В формалистских теориях литературной эволюции работа приема определялась несколько шире. Внетекстуальная реальность должна быть внесена в анализ (критик не должен замыкаться во внутренней имманентной структуре отдельного произведения), но, в соответствии с формалистскими научными стандартами, таким материалом могут служить только другие литературные тексты. Каждый прием служил исторической мотивировкой, когда использовался в новой функции. В подобной функционалистской модели жанр являлся не неким лоном сознания со своей органикой, со своими глазами и ушами (как для Бахтина), а, скорее, «историко-референциальной системой», содержащей как доминантные, так и отработанные формы, временно неактуальные, но всегда готовые к возрождению в будущем, новом контексте. Образцом подобной динамики может служить работа Тынянова «Достоевский и Гоголь: К теории пародии» (1921). Как и для большинства культурных теорий 1920-х годов, понятие борьбы первостепенно важно и для Тынянова: борьба с традицией, с предшествующим литературным гением, с соперниками за право наследования. Но «борьба» для формалистов, подобно веселой брани и дракам в бахтинской концепции карнавала 1930-х, не содержит ничего уничижительного по отношению к «врагу», никакого презрения к нему, и даже не всегда направлена на причинение ему боли. Если это «вооруженная» борьба, то даже трудно сказать, чем вооружены противники. Каждый вновь присоединившийся к ней не только не отрицает авторитета предшественника (и тем более не стремится к его разрушению), но изучает его, стремясь стать достойным его наследником, обогатить это наследие каким-то новым возрожденным приемом, который высвечивает старое, славя потенциал нового.

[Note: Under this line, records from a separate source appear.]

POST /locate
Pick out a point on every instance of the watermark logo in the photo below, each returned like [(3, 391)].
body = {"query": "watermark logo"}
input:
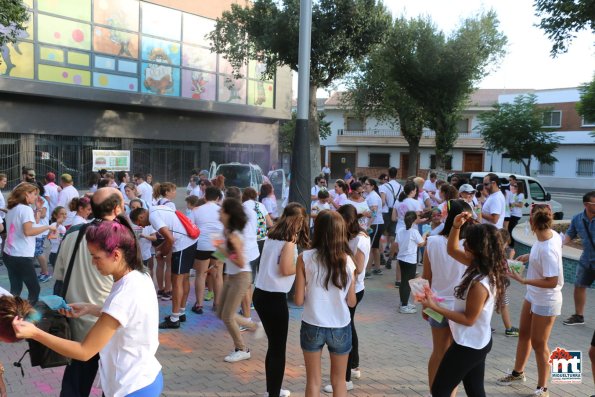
[(566, 366)]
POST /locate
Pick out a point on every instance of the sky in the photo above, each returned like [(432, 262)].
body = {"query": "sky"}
[(528, 63)]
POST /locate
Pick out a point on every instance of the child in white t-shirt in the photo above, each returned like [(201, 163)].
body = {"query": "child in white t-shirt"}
[(58, 217), (408, 240)]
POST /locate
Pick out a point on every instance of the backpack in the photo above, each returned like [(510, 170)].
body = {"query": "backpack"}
[(191, 229), (261, 223)]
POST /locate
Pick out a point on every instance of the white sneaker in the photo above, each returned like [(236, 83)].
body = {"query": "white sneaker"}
[(237, 355), (282, 393), (329, 388), (407, 310)]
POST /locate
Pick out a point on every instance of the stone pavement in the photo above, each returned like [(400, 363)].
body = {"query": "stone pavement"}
[(394, 350)]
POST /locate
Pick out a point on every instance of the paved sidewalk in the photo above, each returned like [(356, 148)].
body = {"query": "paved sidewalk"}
[(394, 350)]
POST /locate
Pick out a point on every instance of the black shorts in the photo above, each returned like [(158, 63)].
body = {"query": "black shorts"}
[(182, 261), (389, 226), (375, 235), (203, 255)]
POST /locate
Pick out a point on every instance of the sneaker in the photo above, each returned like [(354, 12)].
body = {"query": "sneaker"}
[(407, 309), (329, 388), (167, 323), (237, 355), (259, 331), (512, 331), (282, 393), (575, 319), (510, 379), (541, 392)]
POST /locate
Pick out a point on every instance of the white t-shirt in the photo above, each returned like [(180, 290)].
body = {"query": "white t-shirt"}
[(250, 245), (446, 271), (322, 307), (206, 217), (545, 260), (17, 244), (51, 191), (362, 243), (495, 204), (128, 360), (408, 241), (515, 199), (145, 192), (64, 198), (478, 335), (162, 216), (55, 242), (409, 204), (146, 245), (360, 207), (268, 277), (374, 200), (270, 203)]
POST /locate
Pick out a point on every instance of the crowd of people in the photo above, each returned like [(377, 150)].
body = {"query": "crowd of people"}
[(132, 246)]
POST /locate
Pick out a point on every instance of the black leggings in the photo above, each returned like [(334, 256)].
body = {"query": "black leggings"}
[(353, 360), (461, 363), (274, 314), (514, 220), (407, 273), (22, 270)]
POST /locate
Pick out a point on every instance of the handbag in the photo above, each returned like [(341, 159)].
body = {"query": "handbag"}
[(53, 323)]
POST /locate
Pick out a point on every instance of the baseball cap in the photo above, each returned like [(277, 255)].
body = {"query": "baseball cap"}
[(466, 188)]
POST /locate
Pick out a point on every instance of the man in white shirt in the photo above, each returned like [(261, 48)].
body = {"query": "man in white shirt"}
[(66, 195), (183, 249), (144, 189), (494, 208), (52, 190)]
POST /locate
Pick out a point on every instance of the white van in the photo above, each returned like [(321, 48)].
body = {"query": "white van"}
[(535, 192)]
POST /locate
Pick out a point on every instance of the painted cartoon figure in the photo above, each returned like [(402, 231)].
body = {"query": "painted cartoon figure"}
[(5, 50), (159, 76)]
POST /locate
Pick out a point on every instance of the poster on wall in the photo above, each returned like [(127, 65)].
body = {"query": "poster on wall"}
[(111, 160)]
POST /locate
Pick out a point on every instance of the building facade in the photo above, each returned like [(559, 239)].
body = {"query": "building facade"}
[(132, 75)]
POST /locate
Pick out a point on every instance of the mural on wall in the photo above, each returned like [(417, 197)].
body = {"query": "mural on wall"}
[(98, 43)]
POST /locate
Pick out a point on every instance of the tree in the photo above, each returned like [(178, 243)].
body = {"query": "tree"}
[(343, 32), (586, 106), (516, 128), (287, 131), (13, 18), (561, 19)]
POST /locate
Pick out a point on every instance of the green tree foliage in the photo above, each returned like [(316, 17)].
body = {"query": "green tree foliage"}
[(561, 19), (13, 18), (517, 129), (586, 106), (287, 131), (343, 33)]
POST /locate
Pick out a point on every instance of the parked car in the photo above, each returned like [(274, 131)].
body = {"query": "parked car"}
[(535, 192)]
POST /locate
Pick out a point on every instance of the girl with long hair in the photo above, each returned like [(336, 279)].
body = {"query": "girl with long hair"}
[(239, 278), (328, 271), (359, 243), (273, 281), (126, 334), (21, 229), (478, 293), (444, 273), (543, 301)]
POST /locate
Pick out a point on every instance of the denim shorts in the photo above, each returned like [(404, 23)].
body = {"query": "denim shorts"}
[(584, 276), (313, 339), (39, 246)]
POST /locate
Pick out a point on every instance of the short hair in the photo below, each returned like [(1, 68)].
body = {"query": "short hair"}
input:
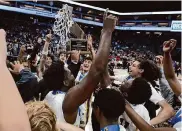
[(139, 91), (51, 56), (41, 116), (151, 70), (54, 76), (110, 102)]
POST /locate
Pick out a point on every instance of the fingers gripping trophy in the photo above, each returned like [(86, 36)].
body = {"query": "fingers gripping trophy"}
[(64, 26)]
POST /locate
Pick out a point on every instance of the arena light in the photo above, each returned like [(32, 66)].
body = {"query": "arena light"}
[(118, 13)]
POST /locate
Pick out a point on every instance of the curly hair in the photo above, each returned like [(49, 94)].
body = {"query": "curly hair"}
[(151, 70), (41, 117)]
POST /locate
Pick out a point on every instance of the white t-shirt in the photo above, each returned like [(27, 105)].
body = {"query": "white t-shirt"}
[(128, 124), (55, 102)]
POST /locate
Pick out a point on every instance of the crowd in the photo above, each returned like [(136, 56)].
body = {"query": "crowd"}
[(50, 89)]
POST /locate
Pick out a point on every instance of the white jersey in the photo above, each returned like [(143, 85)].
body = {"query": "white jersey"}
[(55, 101), (126, 121)]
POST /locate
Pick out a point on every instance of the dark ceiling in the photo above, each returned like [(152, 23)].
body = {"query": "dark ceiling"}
[(137, 6)]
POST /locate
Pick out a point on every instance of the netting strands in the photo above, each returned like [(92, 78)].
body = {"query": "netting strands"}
[(62, 24)]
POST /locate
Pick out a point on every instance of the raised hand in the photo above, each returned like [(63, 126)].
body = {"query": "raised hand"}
[(109, 22), (3, 46), (168, 46), (17, 67), (75, 55), (89, 42)]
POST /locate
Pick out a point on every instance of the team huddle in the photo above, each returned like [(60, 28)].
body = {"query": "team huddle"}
[(67, 95)]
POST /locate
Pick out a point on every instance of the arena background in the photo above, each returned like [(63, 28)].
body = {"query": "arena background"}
[(136, 31)]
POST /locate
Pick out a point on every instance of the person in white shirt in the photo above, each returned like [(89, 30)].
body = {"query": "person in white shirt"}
[(174, 84), (108, 105), (136, 92), (62, 57), (56, 77), (149, 71)]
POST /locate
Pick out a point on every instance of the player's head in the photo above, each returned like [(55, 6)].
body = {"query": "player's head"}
[(136, 91), (108, 104), (62, 57), (146, 69), (41, 117), (49, 60), (87, 63), (58, 76)]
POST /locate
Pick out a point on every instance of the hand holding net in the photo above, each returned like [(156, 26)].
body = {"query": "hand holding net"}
[(62, 24)]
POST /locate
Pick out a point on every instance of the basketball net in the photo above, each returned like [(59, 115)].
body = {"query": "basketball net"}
[(63, 23)]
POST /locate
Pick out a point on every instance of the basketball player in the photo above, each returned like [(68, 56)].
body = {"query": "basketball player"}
[(42, 118), (81, 92), (11, 118), (46, 59), (108, 105)]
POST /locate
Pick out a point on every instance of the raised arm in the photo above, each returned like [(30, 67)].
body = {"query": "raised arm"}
[(168, 68), (90, 46), (81, 92), (11, 118), (44, 55), (141, 124), (105, 81)]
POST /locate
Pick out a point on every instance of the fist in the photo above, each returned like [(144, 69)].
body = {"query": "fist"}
[(3, 46), (109, 23), (168, 46)]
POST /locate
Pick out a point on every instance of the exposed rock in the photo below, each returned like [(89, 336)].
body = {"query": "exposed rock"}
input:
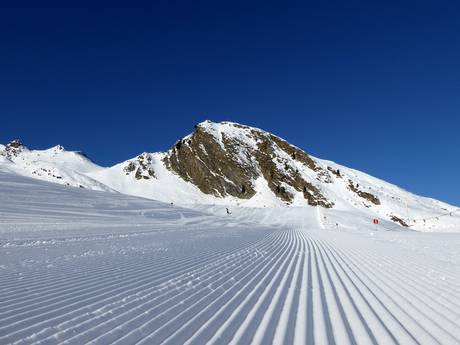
[(365, 195), (212, 168), (142, 166), (398, 220), (335, 172), (13, 149), (222, 164)]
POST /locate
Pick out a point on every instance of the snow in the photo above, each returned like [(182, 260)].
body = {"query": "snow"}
[(73, 169), (91, 267)]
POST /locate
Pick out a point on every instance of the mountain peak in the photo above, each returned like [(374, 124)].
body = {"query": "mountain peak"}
[(16, 144)]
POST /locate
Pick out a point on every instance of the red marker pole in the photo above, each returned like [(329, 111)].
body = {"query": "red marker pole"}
[(376, 222)]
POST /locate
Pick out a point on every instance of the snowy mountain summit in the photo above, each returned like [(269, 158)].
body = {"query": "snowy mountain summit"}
[(230, 164)]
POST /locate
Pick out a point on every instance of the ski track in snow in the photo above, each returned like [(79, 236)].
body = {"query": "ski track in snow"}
[(290, 286), (79, 267)]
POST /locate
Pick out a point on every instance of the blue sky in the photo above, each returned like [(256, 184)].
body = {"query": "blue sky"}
[(374, 86)]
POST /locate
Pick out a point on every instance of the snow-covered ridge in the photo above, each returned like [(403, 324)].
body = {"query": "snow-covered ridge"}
[(231, 165)]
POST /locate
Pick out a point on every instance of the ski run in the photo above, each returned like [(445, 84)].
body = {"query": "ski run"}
[(87, 267)]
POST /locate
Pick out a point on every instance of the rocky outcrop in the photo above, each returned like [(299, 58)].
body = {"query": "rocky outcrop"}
[(140, 167), (399, 221), (13, 149), (365, 195), (227, 163)]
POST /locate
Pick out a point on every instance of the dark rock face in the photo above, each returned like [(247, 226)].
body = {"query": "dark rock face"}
[(365, 195), (399, 220), (141, 167), (228, 165), (13, 149), (212, 168)]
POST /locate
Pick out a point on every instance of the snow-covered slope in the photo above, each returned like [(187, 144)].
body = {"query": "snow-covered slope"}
[(54, 165), (87, 267), (228, 165)]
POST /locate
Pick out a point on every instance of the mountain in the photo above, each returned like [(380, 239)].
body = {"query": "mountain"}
[(228, 164)]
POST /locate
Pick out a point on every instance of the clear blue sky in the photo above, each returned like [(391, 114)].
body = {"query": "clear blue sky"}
[(371, 86)]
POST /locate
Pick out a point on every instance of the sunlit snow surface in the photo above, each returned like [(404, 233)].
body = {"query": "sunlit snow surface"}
[(87, 267)]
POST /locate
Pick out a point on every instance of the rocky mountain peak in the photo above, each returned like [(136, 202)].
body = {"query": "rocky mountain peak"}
[(226, 159), (13, 149)]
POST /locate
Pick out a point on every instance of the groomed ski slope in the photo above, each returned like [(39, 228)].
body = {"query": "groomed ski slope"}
[(85, 267)]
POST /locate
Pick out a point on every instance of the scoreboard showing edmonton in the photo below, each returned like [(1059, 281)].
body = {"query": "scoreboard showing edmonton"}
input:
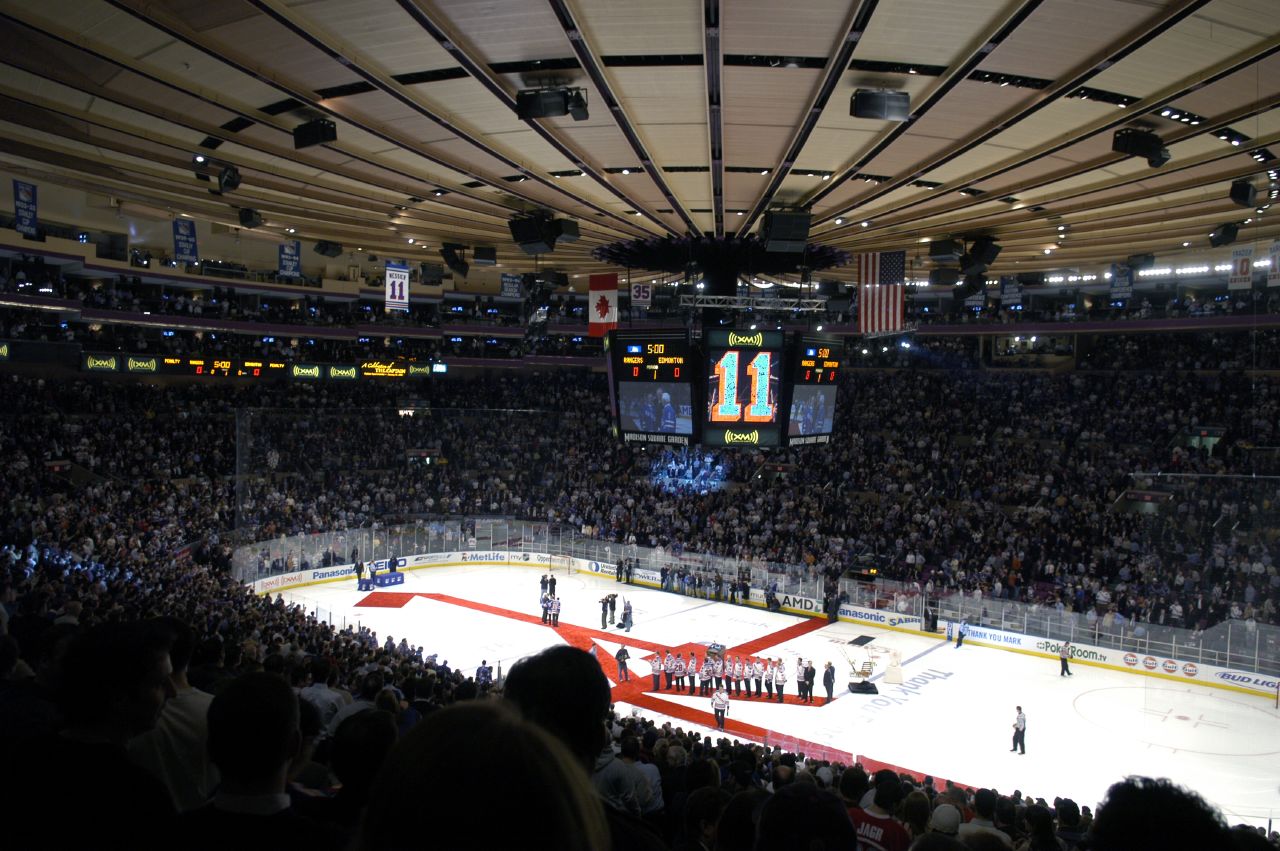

В этом духе, полагал Тынянов, начинающий Достоевский на всех уровнях почтителен в отношении своего романтического предшественника Гоголя, хотя временами он и стремился творчески «исказить» его. Вначале был период увлечения – Достоевский использовал известные гоголевские приемы почти без разбору: типажи, маски, гротескные образы, абсурдные контрасты, синтаксические конструкции, звуковые и фонематические чудачества (особенно в собственных именах). Тынянов называет этот период интенсивной игры «стилизацией», при которой влияние не только не скрывается, но выставляется напоказ. И только когда стилизация комически мотивирована, она превращается в пародию. Этот комический импульс нейтрален и не означает неуважения или насмешки, но лишь «невязку обоих планов, смещение их» [Тынянов 1977: 201], и может действовать в любом направлении: «Пародия вся – в диалектической игре приемом. Если пародией трагедии будет комедия, то пародией комедии может быть трагедия» [Тынянов 1977: 226]. Необходимым условием для подобных переходов является одновременное наличие обоих уровней – и авторитетного оригинала, и новой, проявленной в отношении его интенции (в противном случае остается только комический эффект). Определенные приемы «механизированы», снижены и использованы вторично. Где Достоевский совершил настоящий прорыв в знакомом формалистам поле, так это в использовании вещных типажных гоголевских масок для создания многомерного, развивающегося, ищущего истину персонажа. Хотя гоголевский субстрат с его непоследовательным и ненадежным повествователем остался в прозе Достоевского навсегда.